This latter aspect, namely the complete control of the wood supply to the mills, is both very
important and controversial. Due to the lack of transparency, there was no official information
on the plantation companies’ ownership, but past investigations have shown direct links to the
Widjaja Family. We accessed the companies registration board in Jakarta, and found that
Arara Abadi and WIrakarya Sakti are owned fully by the children of Eka Tjipta Widjaja, the
founder of Sinar Mas.
From the financial reports of the mills it is not possible to know precisely the price paid for
the wood, as the transactions are divided in several categories, and the exact volumes of wood
are not specified. However, the mills from the start have mainly purchased wood from the
conversion of natural forests inside the plantations’ concessions, or of palm oil concessions
affiliated to the group. The production costs have been very low, but may increase
dramatically from 2005 onwards as the volume of wood from plantations will increase rapidly
due to the scarcity of remaining natural forests to convert.
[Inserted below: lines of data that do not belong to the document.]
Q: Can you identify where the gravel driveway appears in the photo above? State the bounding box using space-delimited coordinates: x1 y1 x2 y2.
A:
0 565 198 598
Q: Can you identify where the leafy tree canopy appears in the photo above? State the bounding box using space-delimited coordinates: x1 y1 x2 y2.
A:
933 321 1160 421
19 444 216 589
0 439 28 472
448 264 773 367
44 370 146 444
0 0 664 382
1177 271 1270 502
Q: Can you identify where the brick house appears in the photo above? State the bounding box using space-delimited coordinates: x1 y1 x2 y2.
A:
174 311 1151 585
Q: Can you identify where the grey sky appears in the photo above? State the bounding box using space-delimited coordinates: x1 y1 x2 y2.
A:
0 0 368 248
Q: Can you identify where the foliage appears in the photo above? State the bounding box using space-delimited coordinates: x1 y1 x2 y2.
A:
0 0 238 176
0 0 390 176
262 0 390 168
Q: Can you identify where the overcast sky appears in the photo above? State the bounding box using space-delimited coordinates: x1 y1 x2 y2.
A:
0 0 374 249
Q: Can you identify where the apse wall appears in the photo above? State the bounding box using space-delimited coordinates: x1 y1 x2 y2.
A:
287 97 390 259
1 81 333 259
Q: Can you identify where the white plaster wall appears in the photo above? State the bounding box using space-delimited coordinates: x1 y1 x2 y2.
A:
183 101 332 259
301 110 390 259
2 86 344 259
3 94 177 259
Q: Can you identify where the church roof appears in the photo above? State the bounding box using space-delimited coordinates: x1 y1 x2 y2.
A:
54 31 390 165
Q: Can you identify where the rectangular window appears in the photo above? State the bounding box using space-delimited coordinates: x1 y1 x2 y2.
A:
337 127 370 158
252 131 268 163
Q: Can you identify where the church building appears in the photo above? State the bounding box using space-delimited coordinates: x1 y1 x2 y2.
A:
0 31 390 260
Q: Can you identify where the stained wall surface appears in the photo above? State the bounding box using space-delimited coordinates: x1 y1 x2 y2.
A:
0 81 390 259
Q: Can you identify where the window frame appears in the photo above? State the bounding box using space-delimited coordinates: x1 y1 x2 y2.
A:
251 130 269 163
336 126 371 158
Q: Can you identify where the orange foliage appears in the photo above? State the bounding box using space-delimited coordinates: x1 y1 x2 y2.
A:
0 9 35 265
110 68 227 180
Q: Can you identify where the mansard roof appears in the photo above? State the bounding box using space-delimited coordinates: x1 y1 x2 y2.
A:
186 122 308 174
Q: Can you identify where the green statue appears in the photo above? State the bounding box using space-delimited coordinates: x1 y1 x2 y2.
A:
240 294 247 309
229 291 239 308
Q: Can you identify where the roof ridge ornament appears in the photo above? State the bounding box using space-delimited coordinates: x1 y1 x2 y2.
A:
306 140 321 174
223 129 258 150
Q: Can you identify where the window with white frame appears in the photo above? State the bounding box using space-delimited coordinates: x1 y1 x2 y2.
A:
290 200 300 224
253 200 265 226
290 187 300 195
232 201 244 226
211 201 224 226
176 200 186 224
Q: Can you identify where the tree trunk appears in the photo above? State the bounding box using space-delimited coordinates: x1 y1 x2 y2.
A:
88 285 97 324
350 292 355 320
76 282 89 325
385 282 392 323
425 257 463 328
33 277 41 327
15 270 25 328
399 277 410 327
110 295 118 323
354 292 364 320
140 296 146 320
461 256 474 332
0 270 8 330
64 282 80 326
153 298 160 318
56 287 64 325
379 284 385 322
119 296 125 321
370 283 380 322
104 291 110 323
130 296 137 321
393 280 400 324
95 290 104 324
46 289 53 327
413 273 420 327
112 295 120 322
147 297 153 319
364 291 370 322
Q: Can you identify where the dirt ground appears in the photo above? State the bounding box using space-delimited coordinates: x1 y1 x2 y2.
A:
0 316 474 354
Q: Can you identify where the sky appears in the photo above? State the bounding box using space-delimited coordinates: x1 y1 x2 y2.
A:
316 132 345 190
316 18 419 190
We tried to estimate the price paid for the wood by Lontar Papyrus and Indah Kiat for several
years (Table3). For this, the Bond Prospectus gave us the percentage of wood purchased by
Indah Kiat to affiliated suppliers from 1996 to 1999, and the financial amounts paid by Indah
Kiat and Lontar Papyrus to affiliated suppliers. For the years 2002 and 2003, we could only
guess that most of the wood was coming from the affiliated companies, as huge deforestation
is taking place in affiliated concessions, and as trees planted in these concessions were
starting to be logged at a higher scale than ever before. Moreover, a report by WWF Indonesia
(2004) on the timber consumed by APP shows that a major source of wood is from locally
obtained clearcut permits, with some of these permits held by affiliated entities. Where non-
related companies or cooperatives hold these permits, our own investigations in the field show
that affiliated suppliers can buy the wood before selling it back to the mills. Sometimes they
can even carry out the logging operations.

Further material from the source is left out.